Faut-il introduire le féminicide dans le Code pénal? (débat)
Le 15 août, à Gouvy, Ann Lawrence Durviaux, avocate namuroise et vice-rectrice de l’ULiège, et Nathalie Maillet, directrice du circuit de Spa- Francorchamps, étaient abattues par le mari de cette dernière. Un meurtre, qualifié un peu rapidement de « crime passionnel », qui a relancé le débat sur le féminicide. Faut-il ou non l’introduire dans le Code pénal? Pour Stéphanie Wattier, professeure de droit à l’UNamur, c’est oui.
Stéphanie Wattier, professeure de droit à l’UNamur: « Le crime passionnel invisibilise »
Le 15 août, à Gouvy, Ann Lawrence Durviaux, avocate namuroise et vice-rectrice de l’ULiège, et Nathalie Maillet, directrice du circuit de Spa- Francorchamps, étaient abattues par le mari de cette dernière. Un meurtre, qualifié un peu rapidement de « crime passionnel », qui a relancé le débat sur le féminicide. Faut-il ou non l’introduire dans le Code pénal? Pour Stéphanie Wattier, professeure de droit à l’UNamur, c’est oui.
Le féminicide doit-il devenir une infraction pénale?
Comme professeure d’université, j’ai une position de théoricienne, je ne suis pas sur le terrain comme les magistrats qui, pour une série d’entre eux, sont plutôt contre cette mesure qu’ils jugent inutile par rapport à l’arsenal juridique existant. Je pense, quant à moi, que le rôle du droit est de rendre compte de ce qui se passe dans la société. De fait, on a déjà les infractions de crime et d’assassinat qui entraînent les peines les plus lourdes, quel que soit le genre. Le féminicide ne les alourdirait pas. Le rôle du droit est aussi de faire exister des phénomènes sociétaux et de mettre les bons mots dessus. Ce que j’appelle, à l’instar de l’OMS ( NDLR: Organisation mondiale de la santé) , les « féminicides intimes », parce qu’ils ont lieu dans la sphère conjugale, s’exercent sur la femme, dans la majorité des cas, par le mari, compagnon, ou l’ex-mari/ex-compagnon. L’inverse n’arrive quasiment jamais. La Cour européenne des droits de l’homme et la Cour constitutionnelle disent qu’on ne peut pas traiter différemment les mêmes situations, sauf s’il existe un « but légitime ». Traiter différemment les féminicides dans le droit pourrait être analysé comme une discrimination à l’égard des hommes, mais cette discrimination pourrait être considérée comme poursuivant le but légitime de la prévention d’un phénomène global. L’ accord du gouvernement De Croo prévoit de discuter de cette question, c’est-à-dire, la possibilité d’introduire le féminicide dans le Code pénal. Le ministre de la Justice, Vincent Van Quickenborne, veut aussi inscrire l’inceste dans le Code pénal, alors qu’il existe déjà toute une série d’infractions (attentat à la pudeur, viol, etc.) qui permettent de faire condamner leurs auteurs sans recourir à cette infraction particulière. Comme pour le féminicide, la reconnaissance de l’inceste aurait une portée symbolique par rapport à un phénomène sociétal.

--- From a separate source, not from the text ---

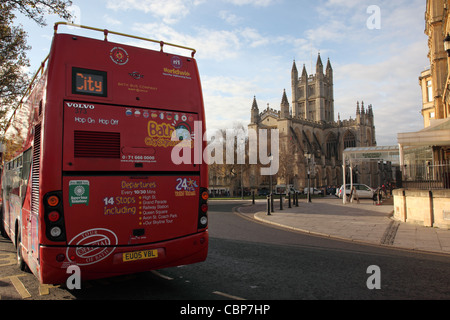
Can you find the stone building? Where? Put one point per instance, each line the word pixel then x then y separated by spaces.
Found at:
pixel 311 140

Le rôle du droit est de rendre compte de ce qui se passe dans la société.
Comment prouver que le genre est la cause d’un assassinat? Ne peut-il y avoir d’autres motivations, l’héritage par exemple?
C’est toute la difficulté! Elle existe déjà aujourd’hui quand, par exemple, lors d’un vol avec violence, le fait qu’une victime soit choisie en raison de son sexe (parce qu’elle peut moins se défendre), est considéré comme une circonstance aggravante par le Code pénal. Mais comment le prouver? Oui, c’est très compliqué. Ce sera la même chose pour le féminicide, si cette notion est introduite dans le Code pénal. Néanmoins, je ne crois pas la difficulté insurmontable.
Dans l’affaire de Gouvy, l’expression « crime passionnel » a suscité bien des critiques…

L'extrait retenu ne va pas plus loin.